Case study: Crowd #publishing needs social capital

Martin BakerMassively excited by my latest guest post – written by the authorised biographer of David Moyes! An author, screenwriter and script editor, Martin Baker‘s latest novel, Version Thirteen, was recently launched by UnboundVersion Thirteen is the second in the Spendlove trilogy set against the crisis in global capitalism, is 116% funded, and due to be published in October 2013. The early stages of screen adaptation in Hollywood are in hand. See the video here.

There’s more than you might think going on with the publication of my new novel, Version Thirteen.

The publishers, Unbound, have given me a few weeks to revise the manuscript Version Thirteen, the second novel in a trilogy featuring Samuel Spendlove, a hero who battles against near impossible odds, a media mogul, a financial master of the universe, and the darkest forces of global capitalism.

By now, you’re probably thinking: “So what?” I probably would be, even though I believe the subject matter of this thriller is something we all need to know about.

But what’s truly exceptional about Version Thirteen is the publishing process. It aligns the interests of author, publisher and reader in a way that is alien to modern times – though not olden ones. Let me explain.

Version Thirteen is a technology that sets the oil industry against the arms trade

Version Thirteen is a technology that sets the oil industry against the arms trade

The Internet has in effect revivified the Elizabethan publishing model. As they used to back then, readers band together and subscribe to have a writer’s work published. The subscribers then have their names published in a roll of honour at the back of the book. In Elizabethan times, financial capital was at a premium. Today, anyone can self-publish on Amazon. It’s social capital that has scarcity value.

Authors pitch ideas on Unbound’s website, and in person, at special, cabaret-style evenings. Readers, if they like what they see, pre-buy the books. Once the money’s raised, the book is written, printed and distributed.

The experience is transformative. Having published two earlier books with mainstream publishers, I can attest that the process is indeed simple and direct – and very good fun. Most writers are loners. We tend not to join things. But the Unbound authors’ evenings – readings, rants, cabaret and quite a lot of drink – transcend all that. As writers we have a rare opportunity to enthuse our readers, to communicate the passion that goes into our work.

The list of fellow authors makes for humbling reading: Terry Jones of Monty Python fame, the brilliant and prolific Julie Burchill, Tibor Fischer, Jonathan Meades, and many other eminent writers and luminaries from the worlds of acting and television.

Revolutionary Russian technology sparks geo-political dogfight

Revolutionary Russian technology sparks geo-political dogfight

Fellow author, Dr Sue Black, feels similarly: “The Internet, technology and social media are changing our world. Old-fashioned power structures are gradually breaking down. No longer are a few elite people making decisions about what gets published; crowd-funding gives that power to the people.”

And one way of persuading people to pre-buy (which is all patronage amounts to) is the use of cool video. Do check this one out, and explore the site. Of course, you’re very welcome to add your support, and get your name on the roll of honour at the back of the book.

About Dan Purvis

PR, comms, digital / social media specialist and advisor.

While consistently balancing the need for sustainable, impactful campaigns that incorporate PR, social/digital media and external communications in the mix, I ensure that game-changing strategies are aligned to commercial goals and objectives.
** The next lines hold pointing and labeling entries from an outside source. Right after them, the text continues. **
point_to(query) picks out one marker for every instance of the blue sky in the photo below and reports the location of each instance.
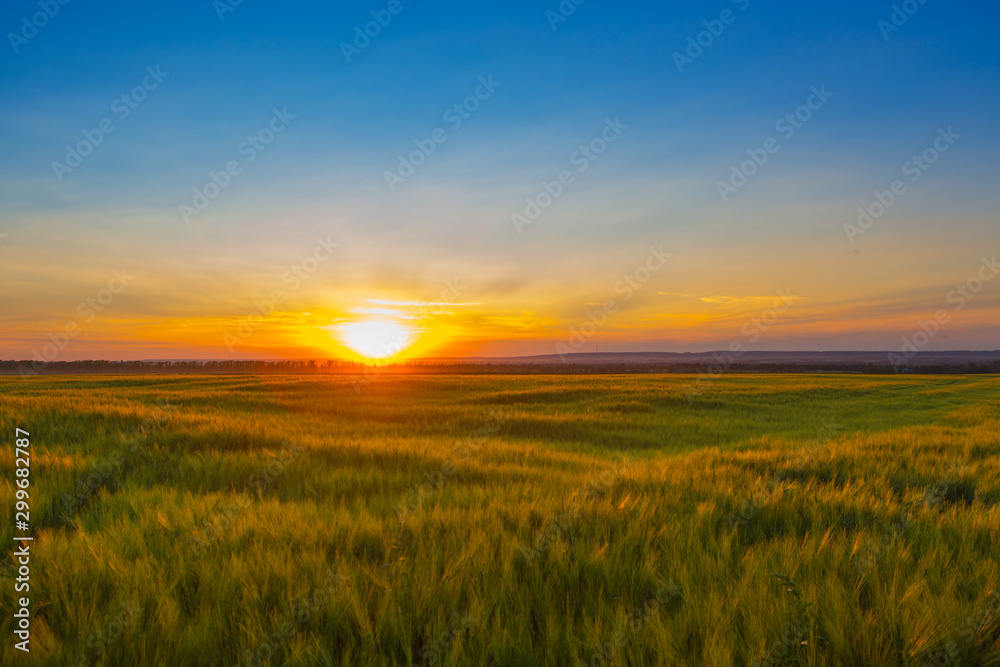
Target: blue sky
(658, 184)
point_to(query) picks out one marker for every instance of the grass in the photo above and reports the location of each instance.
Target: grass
(770, 519)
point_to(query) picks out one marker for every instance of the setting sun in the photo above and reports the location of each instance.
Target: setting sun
(376, 339)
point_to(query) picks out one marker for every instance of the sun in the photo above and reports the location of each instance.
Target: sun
(376, 339)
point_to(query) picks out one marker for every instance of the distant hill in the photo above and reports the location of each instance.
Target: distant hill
(604, 362)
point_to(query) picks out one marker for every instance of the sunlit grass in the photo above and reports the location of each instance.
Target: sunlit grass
(510, 520)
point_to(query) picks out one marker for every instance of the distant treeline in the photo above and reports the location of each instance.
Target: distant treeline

Passionate about social media, the value of digital properties and PR, I have a proven track record of successfully leading various PR-specific and multi-discipline marketing campaigns. Internal comms, crisis comms and stakeholder liaison is also a core strength of mine.
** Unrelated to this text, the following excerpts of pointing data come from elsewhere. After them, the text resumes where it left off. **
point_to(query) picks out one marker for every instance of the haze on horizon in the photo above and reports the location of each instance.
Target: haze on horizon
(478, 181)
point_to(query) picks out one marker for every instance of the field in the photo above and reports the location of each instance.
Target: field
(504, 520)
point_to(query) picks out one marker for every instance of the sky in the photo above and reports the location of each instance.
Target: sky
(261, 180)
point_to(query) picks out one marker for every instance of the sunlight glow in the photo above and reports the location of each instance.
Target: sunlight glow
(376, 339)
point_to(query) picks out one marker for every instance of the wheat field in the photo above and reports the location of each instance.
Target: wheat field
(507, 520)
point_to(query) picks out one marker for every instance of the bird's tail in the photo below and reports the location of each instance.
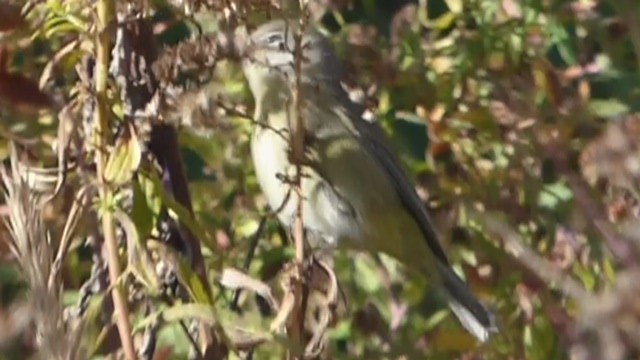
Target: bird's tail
(473, 315)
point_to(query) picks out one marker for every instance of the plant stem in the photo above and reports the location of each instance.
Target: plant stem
(296, 323)
(106, 13)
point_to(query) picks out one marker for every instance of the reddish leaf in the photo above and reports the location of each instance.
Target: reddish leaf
(21, 93)
(11, 17)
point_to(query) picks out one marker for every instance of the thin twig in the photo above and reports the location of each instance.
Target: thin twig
(539, 266)
(296, 323)
(106, 14)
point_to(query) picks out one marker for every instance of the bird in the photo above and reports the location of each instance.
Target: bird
(356, 196)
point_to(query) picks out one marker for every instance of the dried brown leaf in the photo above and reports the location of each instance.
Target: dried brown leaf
(11, 17)
(22, 94)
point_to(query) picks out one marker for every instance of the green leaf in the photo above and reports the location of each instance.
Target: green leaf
(608, 108)
(124, 159)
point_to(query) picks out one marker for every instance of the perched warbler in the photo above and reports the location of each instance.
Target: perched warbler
(355, 194)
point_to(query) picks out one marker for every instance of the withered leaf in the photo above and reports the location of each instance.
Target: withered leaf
(11, 17)
(22, 94)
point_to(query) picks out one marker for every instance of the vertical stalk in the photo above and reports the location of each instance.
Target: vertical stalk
(106, 14)
(296, 323)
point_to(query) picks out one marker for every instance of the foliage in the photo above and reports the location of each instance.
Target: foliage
(517, 120)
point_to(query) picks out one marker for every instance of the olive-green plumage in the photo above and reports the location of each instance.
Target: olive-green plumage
(355, 193)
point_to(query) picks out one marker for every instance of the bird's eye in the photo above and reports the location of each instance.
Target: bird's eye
(274, 39)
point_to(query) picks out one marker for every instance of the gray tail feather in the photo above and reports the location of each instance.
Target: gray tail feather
(472, 314)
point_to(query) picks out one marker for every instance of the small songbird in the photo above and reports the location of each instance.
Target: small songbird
(355, 194)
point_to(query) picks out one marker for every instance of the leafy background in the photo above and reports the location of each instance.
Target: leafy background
(516, 119)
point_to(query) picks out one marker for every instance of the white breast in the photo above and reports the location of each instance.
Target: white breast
(327, 215)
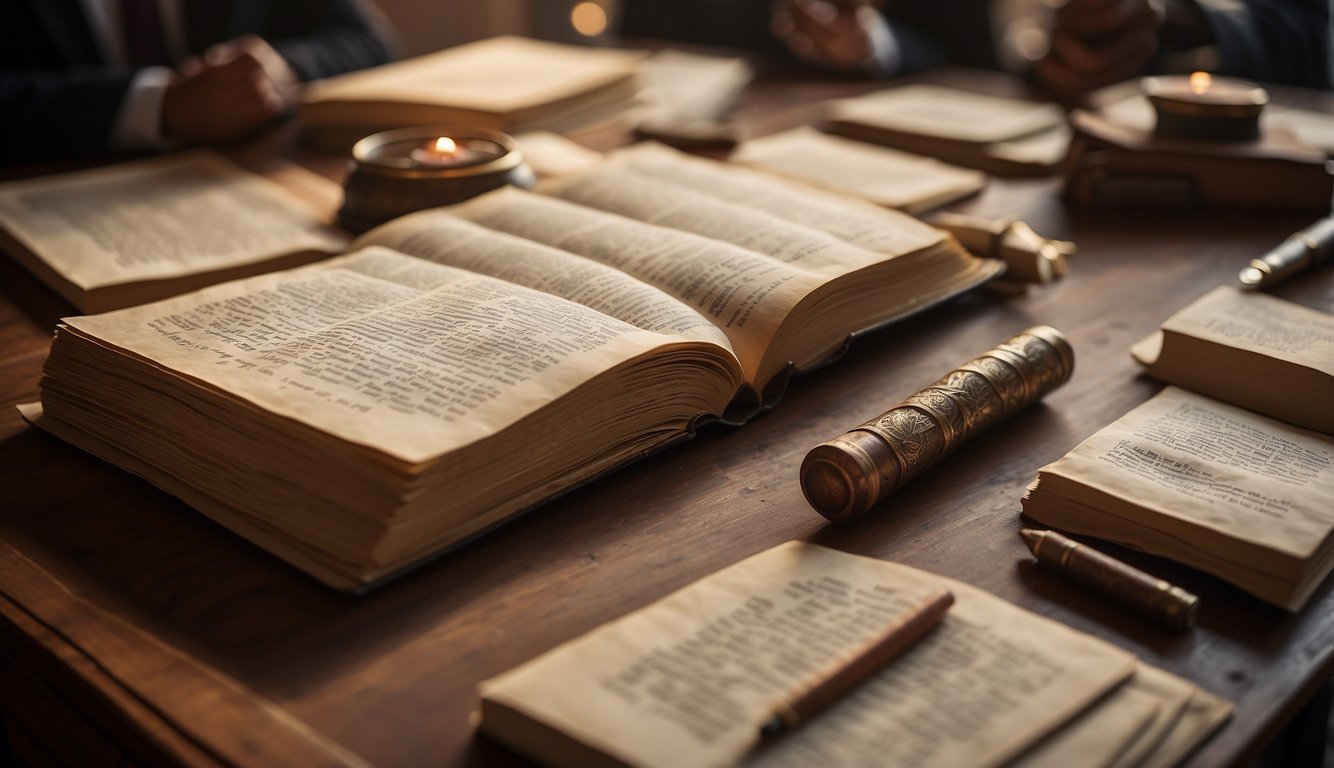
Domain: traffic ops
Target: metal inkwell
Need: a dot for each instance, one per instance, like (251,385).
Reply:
(406,170)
  1. Sounds like an excellent idea. Although I would wonder how the author can balance providing enough information for readers to want to invest without giving away too many spoilers…
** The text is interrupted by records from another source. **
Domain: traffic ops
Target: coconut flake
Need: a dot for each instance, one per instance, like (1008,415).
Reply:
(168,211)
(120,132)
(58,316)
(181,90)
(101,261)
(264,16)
    • Good point, Prashad. It’s a great concept, but time will tell how popular (and therefore how viable a business model) it will be. My gut feel is that it will survive and grow, but won’t become mainstream as such. And your Q about giving enough but not too much plot info? This will most likely be determined by how good the author is, and how strong / compelling the plot is. All of these points highlight the need for social capital…without it, authors will find it hard to get off the ground – brand advocacy for individuals!